‘Perrier’s Bounty’ from Irish Director Ian Fitzgibbon is an intense, darkly funny thriller set in Dublin. The cast is excellent, starring the very talented Cillian Murphy, Jim Broadbent, Jodie Whittaker, and Brendan Gleeson.
The film opens with Michael McCrea (Cillian Murphy) passed out on a coach, and an ominous narrator (Gabriel Byrne) setting the scene for us. We find out immediately that Michael owes a powerful gangster named Perrier (Brendan Gleeson) a large amount of money, and he owes it to them by the end of the day.
As if Michael’s day doesn’t get bad enough, but the girl who he’s madly in love with (Jodie Whittaker) is having problems with her boyfriend (whose cheating on her), and his estranged father (Jim Broadbent) shows up to inform Michael that he’s dying.
The film is dark, gloomy, no shots of the beautiful rolling cliffs of Ireland here. The film takes place in the darker gritty side of Dublin. It’s shot mostly handheld, and its film stock grainy and “constrasty.” It’s cut sharply, but far from the over stylized films that tend to make the genre.
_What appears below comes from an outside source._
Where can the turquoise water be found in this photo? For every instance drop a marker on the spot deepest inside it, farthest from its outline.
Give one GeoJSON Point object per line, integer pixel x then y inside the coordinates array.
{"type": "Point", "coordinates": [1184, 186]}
Cillian Murphy is great, he’s an actor that has made great choices in his years. He continues to move from great indie films to quality studio films. A talented actor, he could fully “sell-out” and move straight to the mainstream, but its clear its the smaller, character driven films that speak to him as an actor.
What’s great about ‘Perrier’s Bounty,’ is that it offsets the violence with dark humor, and that works for the film. It’s genuinely funny, and despite the dire circumstances that our main protagonists are in, its brought to us with a dollop of humor.
I ran into some slight problems in the third act, it just jumps right into the finale. But, despite these few small issues in its balance, I still enjoyed it.
Perrier’s Bounty was a fun, entertaining movie, and I really hope this film gets wider distribution so more people get to check it out.